Quando a música morreu
Integrante da Antologia "Crônicas Selecionadas" - Prêmio Literário Cidade de Porto Seguro
Hoje recebi a notícia que indicava a morte da música. Estou arrasado, sucumbirei, minha existência está ameaçada. Ela era minha vida, minha companheira de muitos anos, desde a primeira vez em que chegou, de verdade, em meus ouvidos.
O que vou fazer sem ela que ajudou a criar minha personalidade, afiou meu senso crítico, aguçou minha percepção e me levou para inesquecíveis viagens? Através dela cheguei à literatura e às artes de uma maneira geral. Entrei no mundo da cultura, tão valioso para a vida de um ser humano. Por seu intermédio, também, conheci tantas pessoas importantes para a minha história; quase a totalidade de meus amigos.
Certa vez, a garota com quem eu, entusiasmado, conversava me surpreendeu:
- Música nasce em um coração, passa pela inteligência, até atingir outra inteligência e chegar a outro coração.
Casei-me. Depois soube que ela leu a frase em algum lugar e nunca mais a esqueceu. Identifiquei-me totalmente, achei sensacional ter em mente a definição que expressa tão bem o significado da música; foi uma apresentação belíssima de si, como se enxergasse a música como uma forma de amor. Vivemos em maravilhosa harmonia, como uma bela canção, por muito tempo. Ela, também, já se foi. Consegui me recuperar da falta que fez, afinal não estava sozinho, tinha o conforto da música.
Nunca aprendi a tocar nenhum instrumento, mal sei o que é um “dó, ré, mi, fá”, no entanto, como no significado da frase, aprendi a captar a música do coração. Muitas vezes, nem era preciso haver uma letra para que isso acontecesse, quem estava tocando conseguia transmitir sua intenção com o som. Outras vezes, de maneira impressionante, ocorria o casamento perfeito da música com o texto. Cheguei a escrever algumas letras que foram musicadas, foi maravilhoso participar da vida da música. Agora, com sua morte, minhas escritas não passam de textos esparsos.
Como poderei me conformar em apenas ler, por exemplo, a tradução de uma parceria de Lennon e MacCartney? Impossível! Será difícil minha sobrevivência.
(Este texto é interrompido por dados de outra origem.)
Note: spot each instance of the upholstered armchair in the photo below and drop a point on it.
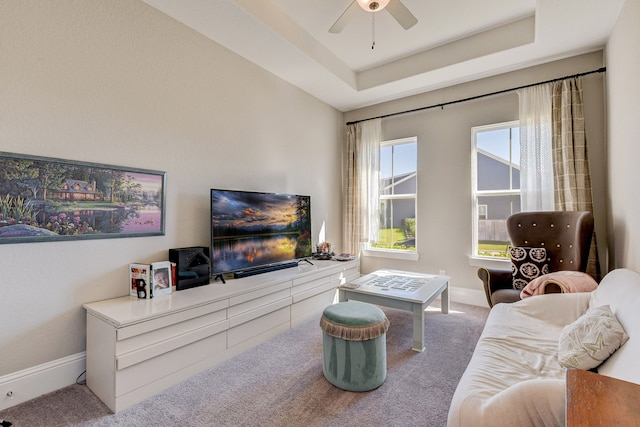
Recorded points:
(566, 236)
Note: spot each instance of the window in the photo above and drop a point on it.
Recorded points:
(398, 189)
(495, 186)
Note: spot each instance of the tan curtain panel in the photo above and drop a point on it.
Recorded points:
(362, 170)
(572, 180)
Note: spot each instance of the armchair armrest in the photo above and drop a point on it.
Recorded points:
(494, 279)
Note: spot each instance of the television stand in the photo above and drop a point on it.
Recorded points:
(265, 269)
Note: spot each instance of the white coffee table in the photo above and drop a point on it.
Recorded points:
(403, 290)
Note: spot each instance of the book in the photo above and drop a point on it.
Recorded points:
(149, 280)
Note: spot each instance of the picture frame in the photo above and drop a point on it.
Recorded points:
(45, 199)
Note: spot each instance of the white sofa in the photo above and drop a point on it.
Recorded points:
(514, 377)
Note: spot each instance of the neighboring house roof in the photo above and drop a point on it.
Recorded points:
(393, 181)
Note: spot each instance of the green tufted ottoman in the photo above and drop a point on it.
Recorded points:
(354, 345)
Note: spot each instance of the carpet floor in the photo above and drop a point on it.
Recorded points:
(280, 383)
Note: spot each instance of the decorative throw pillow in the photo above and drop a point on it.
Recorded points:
(590, 340)
(527, 264)
(559, 282)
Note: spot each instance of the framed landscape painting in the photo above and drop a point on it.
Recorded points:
(46, 199)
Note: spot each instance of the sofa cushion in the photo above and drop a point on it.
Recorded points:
(620, 289)
(559, 282)
(514, 377)
(527, 264)
(590, 340)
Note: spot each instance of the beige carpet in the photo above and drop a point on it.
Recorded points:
(280, 383)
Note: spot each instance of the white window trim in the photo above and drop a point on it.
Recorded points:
(392, 253)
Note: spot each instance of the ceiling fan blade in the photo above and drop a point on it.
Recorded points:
(401, 14)
(344, 19)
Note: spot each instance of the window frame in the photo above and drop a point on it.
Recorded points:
(476, 259)
(398, 253)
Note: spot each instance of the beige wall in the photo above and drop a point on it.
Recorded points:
(623, 118)
(117, 82)
(444, 159)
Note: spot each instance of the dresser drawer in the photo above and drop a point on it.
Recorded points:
(141, 374)
(255, 327)
(169, 319)
(142, 354)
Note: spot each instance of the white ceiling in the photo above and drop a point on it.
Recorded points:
(454, 41)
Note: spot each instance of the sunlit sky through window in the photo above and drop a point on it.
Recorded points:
(496, 142)
(404, 156)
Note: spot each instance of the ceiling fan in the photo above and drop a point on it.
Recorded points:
(395, 7)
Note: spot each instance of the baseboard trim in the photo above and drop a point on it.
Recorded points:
(468, 296)
(21, 386)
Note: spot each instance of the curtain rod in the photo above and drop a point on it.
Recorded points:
(442, 105)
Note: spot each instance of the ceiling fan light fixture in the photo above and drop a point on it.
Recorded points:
(373, 5)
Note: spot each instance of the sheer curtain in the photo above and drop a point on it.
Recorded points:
(362, 176)
(536, 167)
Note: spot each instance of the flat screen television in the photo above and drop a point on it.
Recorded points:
(253, 232)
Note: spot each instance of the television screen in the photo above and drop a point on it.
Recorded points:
(252, 230)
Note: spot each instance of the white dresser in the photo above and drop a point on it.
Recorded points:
(137, 348)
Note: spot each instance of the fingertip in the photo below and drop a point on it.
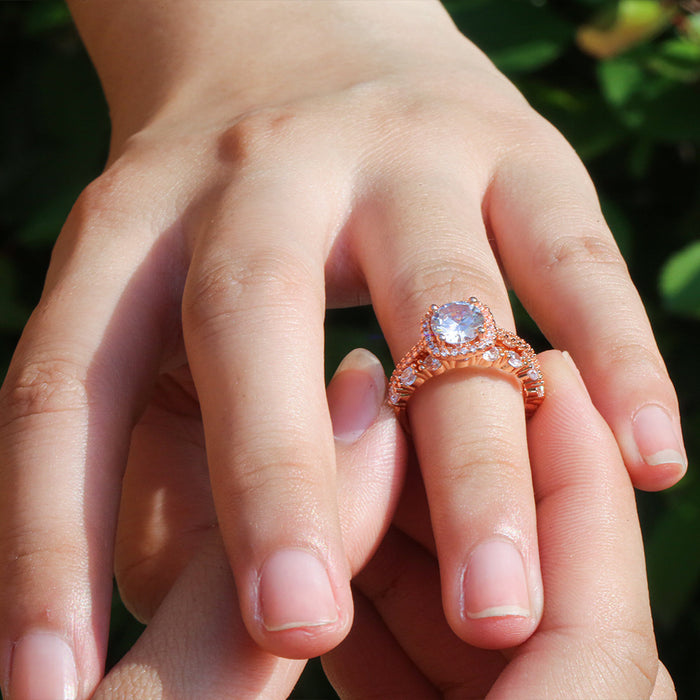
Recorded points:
(301, 612)
(499, 609)
(657, 460)
(355, 395)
Não imagino uma vida sem música.
Nos últimos tempos, eu estava preocupado com o que estavam fazendo com minha companheira. Tentavam, inescrupulosamente, empobrecer a música. Porém, magistralmente, ela acumulou tanta riqueza durante os anos, que eu sempre tive a certeza que ela sobreviveria a esses percalços. E, realmente, não foi essa a causa do seu falecimento.
Quem me deu a pior notícia de minha vida, que apontou a morte da música, foi um médico. Ele precisou escrever para que eu bem entendesse: “O senhor perdeu completamente a audição”.
Meu mundo caiu; a música morreu para mim. E, como dificilmente conseguirei viver sem ela, caso estas linhas sejam as últimas que escrevo, eu desejo que sejam dedicadas a Ludwig Van Beethoven e a sua surda consagração.